Akhirnya Kean membawaku keluar malam ini. Meskipun aku menolak karena melihat kondisi Kean yang terlihat kuyu, tapi laki-laki itu dengan keras kepala mengajakku untuk ikut dengannya.

"Jadi kita mau kemana?" tanyaku masih penasaran karena Kean tak mengatakan apapun mengenai tujuan kami malam ini.

"Kamu akan tahu nanti," kata Kean dengan senyum misterius di wajahnya.

Aku hanya menatapnya bingung tampa banyak bersuara. Kemudian ponselku tiba-tiba berbunyi. Itu panggilan dari Dimas.

Tapi saat aku ingin mengangkat panggilan itu, Kean merebutnya dan mematikannya. Melihat itu aku menatap sebal pada Kean.

"Kamu milikku malam ini, jadi jangan coba-coba untuk memikirkan laki-laki lain." Katanya tegas, aku hanya menatapnya cemberut.

Tak berapa lama, ponsel Kean juga ikut berbunyi. Masih dari Dimas, aku menatap Kean dan meraih ponselnya. Lalu mematikan ponsel itu dan melemparkannya ke kursi belakang mobil.

"Ini baru adil," kataku dan menatap Kean sinis.

Sedangkan Kean yang memperhatikan tingkahku hanya tersenyum geli.

Namun saat aku ingin memasukan ponselku dalam tas, panggilan dari Dimas kembali masuk. Pasti ada sesuatu yang terjadi, mengingat dia tak pernah meneleponku begitu gigih.

"Ya Dim," jawabku saat Dimas terhubung di seberang line.

"Kenapa lo nggak angkat telepon gue dari tadi?" tandas Dimas dari seberang line.

"Sorry, tadi gue ada sedikit urusan."

"Gue ada di kantor polisi sekarang. Cepatan kesini," katanya dengan nada menggerutu.

"Kok bisa?" tanyaku. Dan Dimas menjelaskannya dengan cepat. Aku hanya diam mendengarkannya memaki dan sebal dari seberang telepon.

Setelah memutuskan panggilan dari Dimas aku menoleh kearah Kean yang sedang fokus menyetir.

"Ke, kita harus ke kantor polisi sekarang." Kataku dan menatap Kean dengan rasa bersalah karena dia harus mengundur rencananya untuk malam ini.

"Kenapa? Apa terjadi sesuatu dengan Dimas?" tanya Kean tak suka. Mungkin karena rencananya terancam gagal karena masalah Dimas.
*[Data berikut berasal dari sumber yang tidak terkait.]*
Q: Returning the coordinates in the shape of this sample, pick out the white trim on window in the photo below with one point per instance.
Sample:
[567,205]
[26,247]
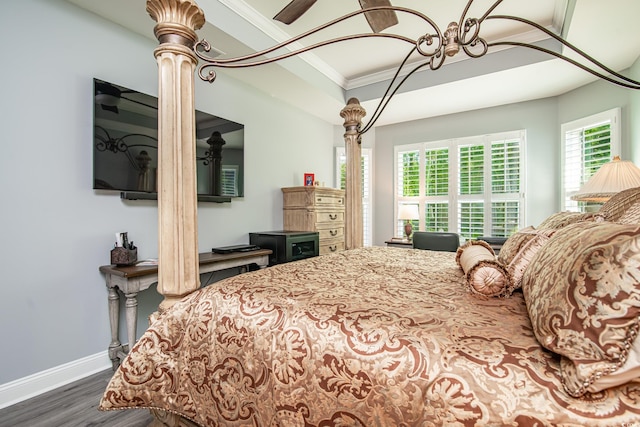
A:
[574,163]
[486,149]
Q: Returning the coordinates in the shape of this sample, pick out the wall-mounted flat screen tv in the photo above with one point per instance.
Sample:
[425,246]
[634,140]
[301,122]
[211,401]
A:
[125,146]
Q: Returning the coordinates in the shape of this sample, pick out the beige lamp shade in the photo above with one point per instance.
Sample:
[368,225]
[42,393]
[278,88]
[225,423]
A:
[611,178]
[408,212]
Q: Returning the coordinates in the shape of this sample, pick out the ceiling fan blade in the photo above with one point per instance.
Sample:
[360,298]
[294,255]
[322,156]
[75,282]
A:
[379,19]
[293,11]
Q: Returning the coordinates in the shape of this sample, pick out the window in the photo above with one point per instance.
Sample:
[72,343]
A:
[472,185]
[341,163]
[230,181]
[587,144]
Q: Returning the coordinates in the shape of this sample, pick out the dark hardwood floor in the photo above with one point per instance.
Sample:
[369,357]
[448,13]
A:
[74,405]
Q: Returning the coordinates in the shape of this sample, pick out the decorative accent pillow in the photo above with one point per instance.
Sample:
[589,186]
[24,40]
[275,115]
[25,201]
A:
[525,254]
[562,219]
[514,243]
[617,205]
[582,291]
[484,274]
[631,215]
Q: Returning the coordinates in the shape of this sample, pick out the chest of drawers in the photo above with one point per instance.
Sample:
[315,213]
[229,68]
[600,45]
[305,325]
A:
[318,209]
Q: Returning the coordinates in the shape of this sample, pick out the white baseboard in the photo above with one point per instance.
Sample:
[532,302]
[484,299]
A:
[25,388]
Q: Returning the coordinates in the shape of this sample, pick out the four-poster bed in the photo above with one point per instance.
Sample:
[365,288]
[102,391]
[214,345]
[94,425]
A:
[369,336]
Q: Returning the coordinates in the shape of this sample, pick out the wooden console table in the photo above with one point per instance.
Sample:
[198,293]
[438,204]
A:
[133,279]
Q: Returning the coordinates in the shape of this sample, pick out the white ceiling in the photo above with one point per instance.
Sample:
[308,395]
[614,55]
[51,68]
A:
[321,81]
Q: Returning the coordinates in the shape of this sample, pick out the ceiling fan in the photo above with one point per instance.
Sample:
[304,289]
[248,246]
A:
[378,19]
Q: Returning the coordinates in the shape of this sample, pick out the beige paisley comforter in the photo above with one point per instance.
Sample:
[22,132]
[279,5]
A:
[367,337]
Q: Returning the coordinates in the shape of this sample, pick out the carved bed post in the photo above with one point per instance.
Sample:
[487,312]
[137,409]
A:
[178,263]
[352,115]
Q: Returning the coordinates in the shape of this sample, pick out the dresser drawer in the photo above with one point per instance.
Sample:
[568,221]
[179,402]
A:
[329,216]
[310,197]
[329,200]
[331,247]
[336,231]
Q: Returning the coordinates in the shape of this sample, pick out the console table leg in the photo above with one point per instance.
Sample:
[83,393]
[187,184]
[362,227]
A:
[114,310]
[131,314]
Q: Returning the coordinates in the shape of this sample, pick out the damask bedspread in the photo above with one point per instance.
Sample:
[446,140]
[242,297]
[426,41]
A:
[366,337]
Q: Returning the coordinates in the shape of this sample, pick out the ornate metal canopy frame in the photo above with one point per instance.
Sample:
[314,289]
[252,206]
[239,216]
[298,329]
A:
[434,46]
[177,56]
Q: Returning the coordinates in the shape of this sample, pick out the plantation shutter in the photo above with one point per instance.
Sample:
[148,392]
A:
[408,180]
[588,144]
[505,187]
[473,186]
[230,181]
[436,189]
[471,190]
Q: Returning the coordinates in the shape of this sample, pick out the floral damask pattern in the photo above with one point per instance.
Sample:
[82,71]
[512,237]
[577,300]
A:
[366,337]
[583,296]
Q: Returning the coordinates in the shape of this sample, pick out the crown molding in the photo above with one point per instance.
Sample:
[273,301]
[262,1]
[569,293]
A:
[271,30]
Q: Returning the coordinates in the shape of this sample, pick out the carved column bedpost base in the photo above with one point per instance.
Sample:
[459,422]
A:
[178,263]
[352,115]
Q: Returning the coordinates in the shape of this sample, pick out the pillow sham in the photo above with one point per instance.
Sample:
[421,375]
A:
[525,254]
[561,219]
[484,274]
[514,243]
[631,215]
[582,291]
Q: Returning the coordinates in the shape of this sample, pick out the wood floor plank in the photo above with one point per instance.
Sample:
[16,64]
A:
[73,405]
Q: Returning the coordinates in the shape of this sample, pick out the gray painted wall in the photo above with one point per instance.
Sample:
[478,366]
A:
[541,118]
[57,231]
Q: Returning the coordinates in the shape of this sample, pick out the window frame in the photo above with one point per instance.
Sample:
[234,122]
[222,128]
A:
[453,198]
[613,116]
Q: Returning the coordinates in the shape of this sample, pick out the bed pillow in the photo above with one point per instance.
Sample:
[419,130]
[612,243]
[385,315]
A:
[631,215]
[616,206]
[559,220]
[525,254]
[484,274]
[514,243]
[582,291]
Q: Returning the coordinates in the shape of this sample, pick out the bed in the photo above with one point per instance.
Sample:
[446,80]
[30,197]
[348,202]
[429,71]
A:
[383,336]
[542,334]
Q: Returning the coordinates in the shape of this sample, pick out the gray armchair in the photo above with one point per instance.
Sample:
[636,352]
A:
[436,241]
"Dia berantem dan sekarang babak belur di kantor polisi," jelasku dengan nada tak berdaya karena masalah Dimas.

"Apa dia masih hidup?" tanya Kean dengan wajah polos.
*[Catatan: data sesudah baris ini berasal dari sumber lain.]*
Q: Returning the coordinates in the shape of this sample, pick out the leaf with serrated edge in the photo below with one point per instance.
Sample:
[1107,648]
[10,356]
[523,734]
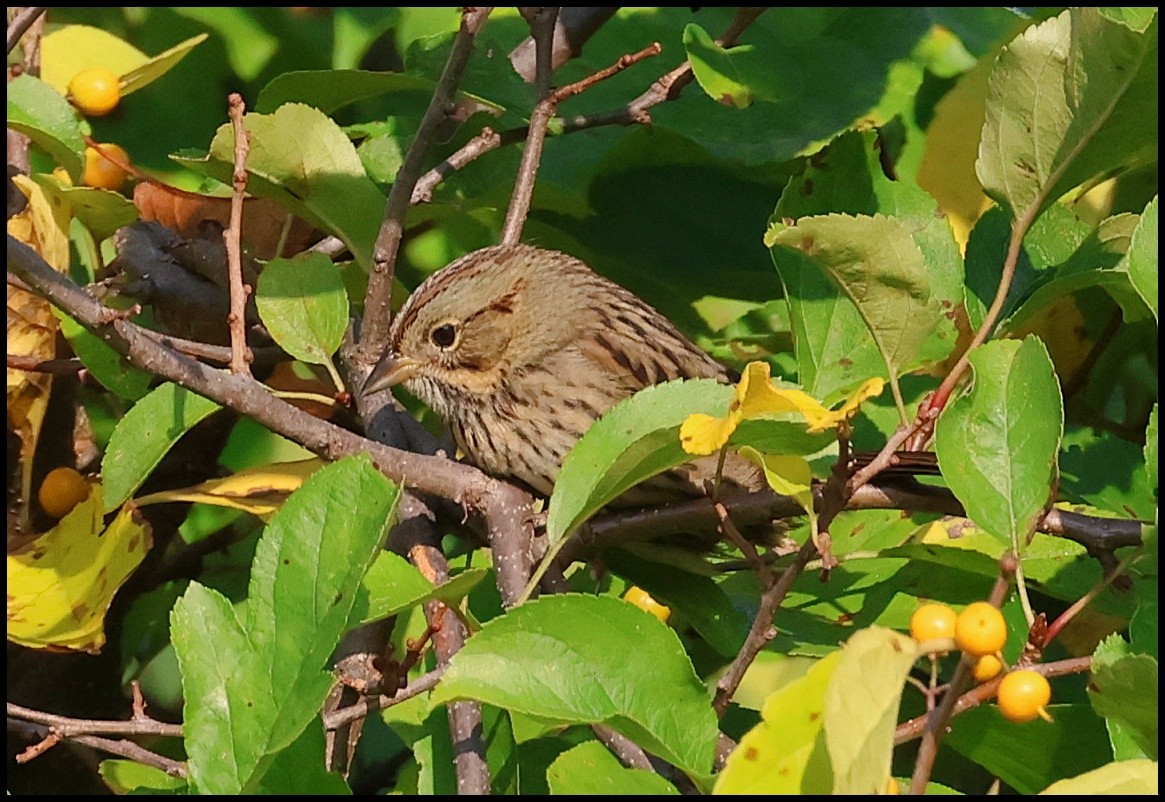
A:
[785,752]
[591,769]
[1120,779]
[143,436]
[587,660]
[881,269]
[1143,255]
[861,708]
[253,681]
[304,305]
[997,443]
[637,438]
[1071,98]
[1123,688]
Aku mendesah frustasi karena ulah Dimas.

"Aku pikir begitu, aku tidak diminta untuk menghadiri pemakamannya." Kataku dan menoleh kearah Kean.

Kean terkekeh dengan raut wajahku yang tak terlihat khawatir sama sekali dengan Dimas yang tak tahu keadaanya bagaimana.

"Kamu terdengar sedih saat mendengar dia masih hidup," kata Kean. Dan aku mengagguk setuju.

"Dia terlalu sering memintaku untuk datang ke kantor polisi," ucapku sedih.